Harry Connick's Big Band Gumbo

by Jim Newsom

Harry Connick, Jr.
nTelos Pavilion
June 26, 2004

It had been raining most of the day, but by the time the gates opened at the nTelos Pavilion, the skies were clear. Across the river in Norfolk, the Bayou Boogaloo was serving up a mess of Cajun cookin’ and gritty N’Orleans funk.

Harry Connick and Gerry Weldon in Portsmouth, 6/26/04 The funk in Portsmouth’s Pavilion on the last Saturday night in June was a tad bit classier, but just as genuine, as Big Easy native Harry Connick, Jr., brought his big band to town to cook up an entertaining gumbo of spirited good times and musical magic. Kicking things off with an arrangement of “Around the World in 80 Days” in which the horn section quoted “Love and Marriage,” Connick and his fifteen piece band lit up the riverfront for the next two hours.

Connick took the band “Way Down Yonder in New Orleans,” where the guys wailed like a mighty freight train before settling down with a medley that blended Charlie Chaplin’s “Smile” seamlessly into “Make Someone Happy.” “Just in Time” started out as a piano trio piece, with Connick economical at first, then building into a rambunctious Professor Longhair-style piano solo. The horns joined in after several minutes and Connick briefly essayed the lyrics.

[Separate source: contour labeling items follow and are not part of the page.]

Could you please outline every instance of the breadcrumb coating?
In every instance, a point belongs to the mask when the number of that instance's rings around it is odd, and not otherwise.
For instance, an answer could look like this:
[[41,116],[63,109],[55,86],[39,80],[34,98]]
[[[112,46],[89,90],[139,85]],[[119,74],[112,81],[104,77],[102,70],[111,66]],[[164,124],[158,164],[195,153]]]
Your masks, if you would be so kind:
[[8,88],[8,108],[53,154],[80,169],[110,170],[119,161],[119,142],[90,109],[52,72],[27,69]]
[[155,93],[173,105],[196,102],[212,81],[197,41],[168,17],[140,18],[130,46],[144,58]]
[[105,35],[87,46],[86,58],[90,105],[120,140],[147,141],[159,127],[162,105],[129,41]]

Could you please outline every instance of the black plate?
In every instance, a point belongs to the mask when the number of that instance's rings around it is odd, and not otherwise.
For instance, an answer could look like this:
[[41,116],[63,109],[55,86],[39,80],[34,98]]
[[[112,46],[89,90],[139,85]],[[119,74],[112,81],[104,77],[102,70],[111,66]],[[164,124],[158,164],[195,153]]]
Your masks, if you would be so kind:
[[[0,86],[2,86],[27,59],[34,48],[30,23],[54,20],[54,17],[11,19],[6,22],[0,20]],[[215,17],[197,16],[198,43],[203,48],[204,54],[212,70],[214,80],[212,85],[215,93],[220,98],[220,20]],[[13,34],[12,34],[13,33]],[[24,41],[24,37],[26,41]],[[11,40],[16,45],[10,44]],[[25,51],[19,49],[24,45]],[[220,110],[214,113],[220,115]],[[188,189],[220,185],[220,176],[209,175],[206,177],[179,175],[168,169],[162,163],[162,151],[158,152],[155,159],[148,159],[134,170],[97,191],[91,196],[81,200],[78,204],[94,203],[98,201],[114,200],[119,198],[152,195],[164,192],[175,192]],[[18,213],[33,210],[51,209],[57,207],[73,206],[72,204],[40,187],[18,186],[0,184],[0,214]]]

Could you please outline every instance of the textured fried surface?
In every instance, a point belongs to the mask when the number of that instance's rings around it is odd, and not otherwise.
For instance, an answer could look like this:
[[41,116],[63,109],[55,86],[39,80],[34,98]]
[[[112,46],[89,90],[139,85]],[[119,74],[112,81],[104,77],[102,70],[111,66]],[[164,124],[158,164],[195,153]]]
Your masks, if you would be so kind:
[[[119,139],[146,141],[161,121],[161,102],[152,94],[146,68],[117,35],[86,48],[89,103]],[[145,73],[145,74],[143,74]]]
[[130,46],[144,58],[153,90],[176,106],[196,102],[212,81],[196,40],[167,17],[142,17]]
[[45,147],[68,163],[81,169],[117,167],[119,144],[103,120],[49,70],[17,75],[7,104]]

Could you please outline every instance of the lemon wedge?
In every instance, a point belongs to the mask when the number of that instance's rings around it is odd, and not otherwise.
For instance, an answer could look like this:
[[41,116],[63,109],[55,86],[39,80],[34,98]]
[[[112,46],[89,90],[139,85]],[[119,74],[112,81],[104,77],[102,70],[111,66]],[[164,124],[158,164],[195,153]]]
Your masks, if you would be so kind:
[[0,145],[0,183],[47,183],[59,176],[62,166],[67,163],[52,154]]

As the intensity built, tenor saxman Gerry Weldon stood up for the first of many wild and wooly sax solos.

The quieter heart of the set began with the singer alone at the piano doing his best Floyd Cramer while singing George Jones’ country classic, “She Thinks I Still Care.” After a couple of extended examples of stride and barrelhouse piano, the band returned to accompany the star on two tracks from Only You, his new CD featuring music of the ‘50s and ‘60s---“You Don’t Know Me,” the country song best remembered in Ray Charles’ version, performed while the lights went purple with a thousand stars creating a Copacabana-like atmosphere; and Stevie Wonder’s hit, “For Once in My Life,” sung over an instrumental arrangement recalling Matt Munro’s “My Kind of Girl.”

Connick proved himself an engaging and hilarious entertainer throughout the evening. Bringing trombonist Lucien Barbarin out front, he playfully bantered with his sideman and the audience before the duo slid into “Lulu’s Back in Town,” giving the boneman a chance to honk and plunge on his muted horn…helped by a little unscripted tugboat accompaniment from out on the river. On “The Old Rugged Cross,” Connick brought the whorehouse to church, mixing barrelhouse piano with a soulful gospel vocal.

He continued to work the crowd, adlibbing insults and love notes while he kept the family-filled pavilion smiling. “A Kiss to Build a Dream On,” and “I Wanna Be Around” led into two more tunes from the new album, The Drifters’ “Save the Last Dance For Me” and The Platters’ “Only You.” The title track from the 1999 Come By Me recording closed the set, then the whole group returned for an extended Mardi Gras jam encore & dance party.

The twin spirits of big band swing and New Orleans brass band jazz reigned as Harry Connick, Jr., sent the crowd off into the night in a festive mood.